June 2, 2011

They attack from so deep inside you, you cannot locate the source of the pain

Brain Shivers
What doesn't cure you, may kill you yet.


Akathisia, or acathisia, is a syndrome characterized by unpleasant sensations of "inner" restlessness that manifests itself with an inability to sit still or remain motionless (hence the word's origin in Ancient Greek: from καθίζειν - kathízein - "to sit" with a privative a as prefix expressing negation or absence; literally meaning inability to sit).


Akathisia may range in intensity from a sense of disquiet or anxiety, to severe discomfort, particularly in the knees. Patients typically pace for hours because the pressure on the knees reduces the discomfort slightly; once their knees become fatigued, they sit or lie down.
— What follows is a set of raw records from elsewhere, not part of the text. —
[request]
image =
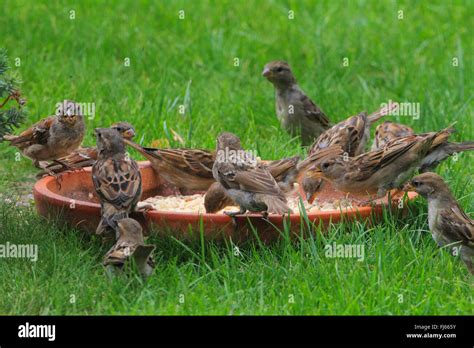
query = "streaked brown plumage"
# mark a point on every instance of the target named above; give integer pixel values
(187, 169)
(116, 179)
(130, 245)
(376, 172)
(351, 134)
(247, 182)
(297, 113)
(284, 171)
(53, 137)
(388, 131)
(85, 156)
(448, 223)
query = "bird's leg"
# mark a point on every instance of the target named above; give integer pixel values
(63, 164)
(233, 214)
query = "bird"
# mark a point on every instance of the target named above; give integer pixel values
(297, 113)
(387, 131)
(448, 223)
(375, 172)
(440, 151)
(84, 156)
(351, 134)
(130, 245)
(284, 171)
(216, 198)
(117, 180)
(187, 169)
(246, 181)
(53, 137)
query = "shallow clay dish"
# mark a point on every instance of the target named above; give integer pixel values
(73, 199)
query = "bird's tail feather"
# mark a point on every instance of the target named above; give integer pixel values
(384, 111)
(459, 147)
(276, 205)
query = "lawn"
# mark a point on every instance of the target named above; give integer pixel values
(421, 55)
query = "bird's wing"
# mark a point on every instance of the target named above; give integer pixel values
(119, 253)
(251, 179)
(279, 168)
(365, 165)
(348, 134)
(36, 134)
(117, 181)
(455, 223)
(193, 161)
(196, 161)
(257, 180)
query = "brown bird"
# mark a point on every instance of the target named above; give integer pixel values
(376, 172)
(284, 171)
(130, 245)
(53, 137)
(387, 131)
(85, 156)
(246, 181)
(351, 134)
(297, 113)
(216, 198)
(116, 178)
(448, 223)
(187, 169)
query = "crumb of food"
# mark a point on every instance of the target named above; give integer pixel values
(195, 204)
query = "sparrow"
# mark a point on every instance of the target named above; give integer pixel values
(216, 198)
(297, 113)
(448, 223)
(85, 156)
(351, 134)
(187, 169)
(246, 181)
(116, 179)
(375, 172)
(53, 137)
(387, 131)
(284, 171)
(130, 245)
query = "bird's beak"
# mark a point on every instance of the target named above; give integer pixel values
(408, 187)
(310, 197)
(314, 173)
(266, 72)
(129, 134)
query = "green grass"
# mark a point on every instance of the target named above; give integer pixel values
(82, 59)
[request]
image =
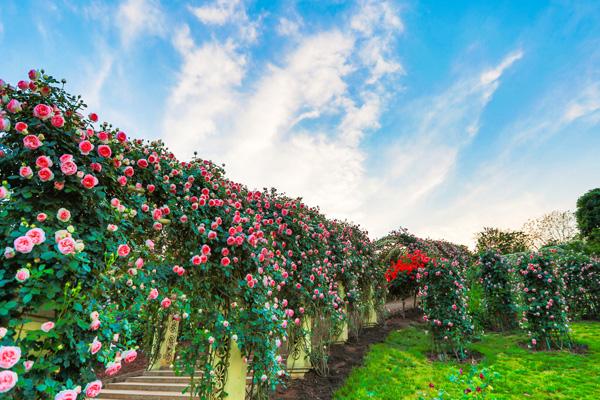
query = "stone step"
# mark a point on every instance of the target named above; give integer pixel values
(151, 386)
(160, 379)
(112, 394)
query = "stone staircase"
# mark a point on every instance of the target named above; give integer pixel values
(152, 385)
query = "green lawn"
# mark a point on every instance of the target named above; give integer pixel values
(399, 369)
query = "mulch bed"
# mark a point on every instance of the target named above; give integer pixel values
(342, 358)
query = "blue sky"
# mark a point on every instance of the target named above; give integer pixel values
(443, 117)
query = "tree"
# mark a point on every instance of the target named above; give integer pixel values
(557, 227)
(588, 213)
(504, 241)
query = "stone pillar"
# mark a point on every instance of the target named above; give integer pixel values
(166, 354)
(298, 361)
(235, 382)
(343, 336)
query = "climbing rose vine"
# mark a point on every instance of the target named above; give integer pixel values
(106, 238)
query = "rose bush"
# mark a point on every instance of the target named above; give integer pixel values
(544, 313)
(111, 237)
(499, 294)
(443, 293)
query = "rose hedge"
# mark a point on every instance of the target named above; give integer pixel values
(114, 235)
(499, 298)
(544, 313)
(443, 292)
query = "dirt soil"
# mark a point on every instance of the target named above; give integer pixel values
(343, 357)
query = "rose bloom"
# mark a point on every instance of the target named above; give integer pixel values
(104, 151)
(66, 157)
(68, 168)
(9, 356)
(165, 303)
(66, 395)
(32, 142)
(63, 215)
(47, 326)
(130, 356)
(66, 246)
(86, 147)
(93, 389)
(95, 346)
(43, 162)
(14, 106)
(123, 250)
(21, 126)
(26, 172)
(22, 275)
(37, 235)
(89, 181)
(112, 368)
(45, 174)
(8, 380)
(57, 121)
(23, 244)
(153, 294)
(28, 365)
(42, 111)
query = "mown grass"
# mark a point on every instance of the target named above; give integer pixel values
(399, 369)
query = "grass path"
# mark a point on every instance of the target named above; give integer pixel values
(399, 369)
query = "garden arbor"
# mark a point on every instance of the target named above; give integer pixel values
(120, 239)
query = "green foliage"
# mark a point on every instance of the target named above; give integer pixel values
(588, 213)
(499, 297)
(544, 304)
(443, 293)
(400, 369)
(503, 241)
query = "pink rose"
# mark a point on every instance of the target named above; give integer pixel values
(45, 174)
(95, 346)
(47, 326)
(57, 121)
(22, 275)
(42, 111)
(32, 142)
(8, 380)
(23, 244)
(153, 294)
(113, 368)
(9, 356)
(28, 365)
(130, 356)
(43, 162)
(94, 325)
(165, 303)
(21, 127)
(66, 157)
(93, 389)
(86, 147)
(68, 168)
(26, 172)
(66, 246)
(37, 235)
(104, 151)
(63, 215)
(123, 250)
(89, 181)
(66, 395)
(14, 106)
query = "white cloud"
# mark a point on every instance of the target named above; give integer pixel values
(137, 17)
(260, 133)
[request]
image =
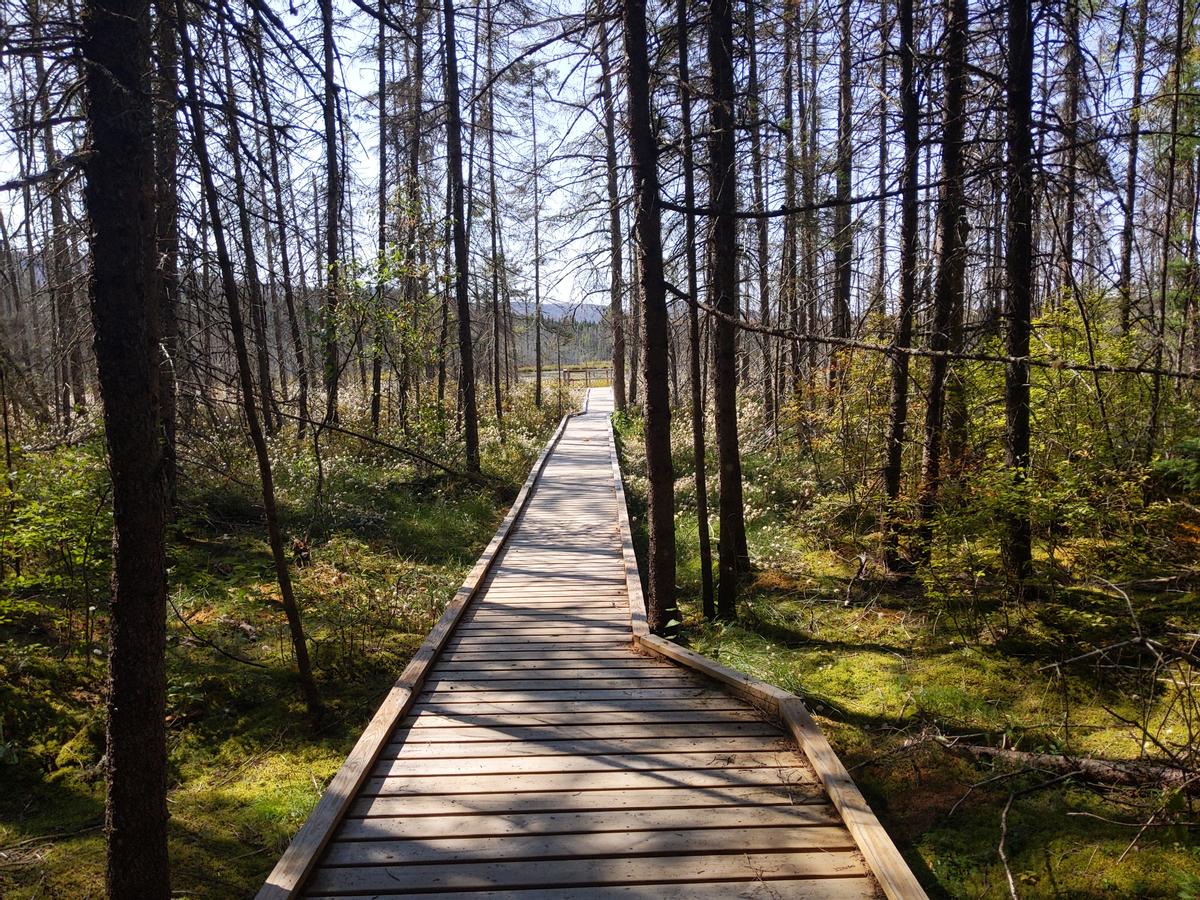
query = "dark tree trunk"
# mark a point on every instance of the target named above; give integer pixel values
(615, 258)
(125, 297)
(1131, 195)
(459, 227)
(289, 301)
(250, 275)
(333, 214)
(724, 289)
(660, 606)
(1019, 271)
(694, 342)
(537, 259)
(755, 113)
(843, 238)
(229, 287)
(952, 227)
(167, 187)
(898, 418)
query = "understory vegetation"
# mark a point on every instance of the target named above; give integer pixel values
(971, 718)
(375, 561)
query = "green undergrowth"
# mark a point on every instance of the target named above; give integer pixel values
(375, 562)
(893, 670)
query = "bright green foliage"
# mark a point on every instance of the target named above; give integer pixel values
(382, 555)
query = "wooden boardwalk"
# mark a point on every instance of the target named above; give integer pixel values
(534, 754)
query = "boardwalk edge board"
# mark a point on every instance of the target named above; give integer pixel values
(298, 861)
(885, 862)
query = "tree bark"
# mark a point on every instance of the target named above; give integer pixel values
(660, 605)
(1019, 276)
(694, 342)
(615, 258)
(459, 228)
(952, 227)
(229, 287)
(124, 293)
(732, 558)
(898, 417)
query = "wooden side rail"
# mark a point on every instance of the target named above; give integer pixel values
(883, 859)
(288, 876)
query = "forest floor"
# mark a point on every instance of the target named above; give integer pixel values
(385, 552)
(901, 666)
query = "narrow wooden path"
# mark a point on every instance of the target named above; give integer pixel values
(537, 755)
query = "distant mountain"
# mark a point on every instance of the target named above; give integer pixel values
(588, 313)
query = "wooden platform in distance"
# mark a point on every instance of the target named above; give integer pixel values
(543, 757)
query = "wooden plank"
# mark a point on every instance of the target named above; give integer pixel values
(568, 696)
(579, 732)
(718, 819)
(885, 861)
(605, 708)
(558, 675)
(589, 801)
(712, 750)
(853, 888)
(456, 851)
(433, 719)
(606, 870)
(528, 760)
(541, 783)
(567, 663)
(299, 858)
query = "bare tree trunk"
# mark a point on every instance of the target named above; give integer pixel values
(333, 214)
(537, 270)
(167, 189)
(493, 204)
(843, 238)
(952, 226)
(660, 606)
(694, 342)
(124, 292)
(382, 225)
(1019, 270)
(1131, 196)
(615, 259)
(898, 418)
(755, 112)
(229, 287)
(732, 557)
(1156, 381)
(298, 345)
(454, 165)
(250, 276)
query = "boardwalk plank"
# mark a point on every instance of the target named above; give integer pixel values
(765, 867)
(547, 755)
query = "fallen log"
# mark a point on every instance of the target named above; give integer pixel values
(1122, 773)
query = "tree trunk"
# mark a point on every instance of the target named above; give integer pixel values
(1019, 276)
(459, 227)
(289, 303)
(694, 342)
(124, 293)
(844, 241)
(1131, 195)
(898, 418)
(333, 214)
(615, 238)
(760, 204)
(952, 227)
(229, 287)
(167, 189)
(724, 289)
(250, 276)
(660, 605)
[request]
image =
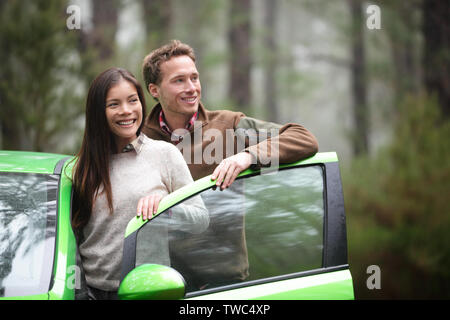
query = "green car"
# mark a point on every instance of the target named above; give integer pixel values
(281, 230)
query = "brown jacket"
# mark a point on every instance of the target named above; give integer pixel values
(214, 136)
(203, 151)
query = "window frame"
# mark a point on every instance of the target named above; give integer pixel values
(46, 279)
(334, 225)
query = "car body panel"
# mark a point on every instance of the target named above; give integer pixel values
(326, 285)
(330, 282)
(65, 245)
(206, 182)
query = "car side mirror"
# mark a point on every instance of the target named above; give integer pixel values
(152, 282)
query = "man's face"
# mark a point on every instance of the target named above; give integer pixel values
(179, 91)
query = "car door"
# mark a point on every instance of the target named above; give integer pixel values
(272, 235)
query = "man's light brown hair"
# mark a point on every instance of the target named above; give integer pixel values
(151, 68)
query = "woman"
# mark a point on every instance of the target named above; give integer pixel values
(119, 172)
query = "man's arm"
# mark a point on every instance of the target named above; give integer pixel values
(266, 144)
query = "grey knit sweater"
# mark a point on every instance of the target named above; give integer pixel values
(156, 167)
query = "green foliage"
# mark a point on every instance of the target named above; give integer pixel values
(397, 208)
(39, 76)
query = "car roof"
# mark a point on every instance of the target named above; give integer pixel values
(33, 162)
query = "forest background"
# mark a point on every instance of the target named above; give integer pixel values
(369, 78)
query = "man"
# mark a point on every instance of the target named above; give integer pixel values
(171, 77)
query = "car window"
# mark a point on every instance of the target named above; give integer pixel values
(27, 232)
(263, 226)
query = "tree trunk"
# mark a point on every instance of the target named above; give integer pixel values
(359, 88)
(436, 30)
(271, 52)
(105, 21)
(240, 62)
(158, 19)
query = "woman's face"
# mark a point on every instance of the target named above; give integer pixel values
(123, 112)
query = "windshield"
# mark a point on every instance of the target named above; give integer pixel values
(27, 232)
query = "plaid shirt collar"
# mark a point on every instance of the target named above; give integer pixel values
(136, 144)
(174, 137)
High-functioning patients have described the feeling as a sense of inner tension and torment or chemical torture. 



Jack Henry Abbot (1981),a convicted murderer and author, described the effects of akathisia produced by antipsychotic drugs when given without the necessary medication for side effects (e.g. procyclidine) as may occur in prison and even sometimes hospitals:
These drugs, in this family, do not calm or sedate the nerves. They attack. They attack from so deep inside you, you cannot locate the source of the pain ... The muscles of your jawbone go berserk, so that you bite the inside of your mouth and your jaw locks and the pain throbs. For hours every day this will occur. Your spinal column stiffens so that you can hardly move your head or your neck and sometimes your back bends like a bow and you cannot stand up. The pain grinds into your fiber ... You ache with restlessness, so you feel you have to walk, to pace. And then as soon as you start pacing, the opposite occurs to you; you must sit and rest. Back and forth, up and down you go in pain you cannot locate, in such wretched anxiety you are overwhelmed, because you cannot get relief even in breathing.

—Jack Henry Abbot, In the Belly of the Beast (1981/1991). Vintage Books, 35–36. Quoted in Robert Whitaker, Mad in America (2002, ISBN 0-7382-0799-3), 187.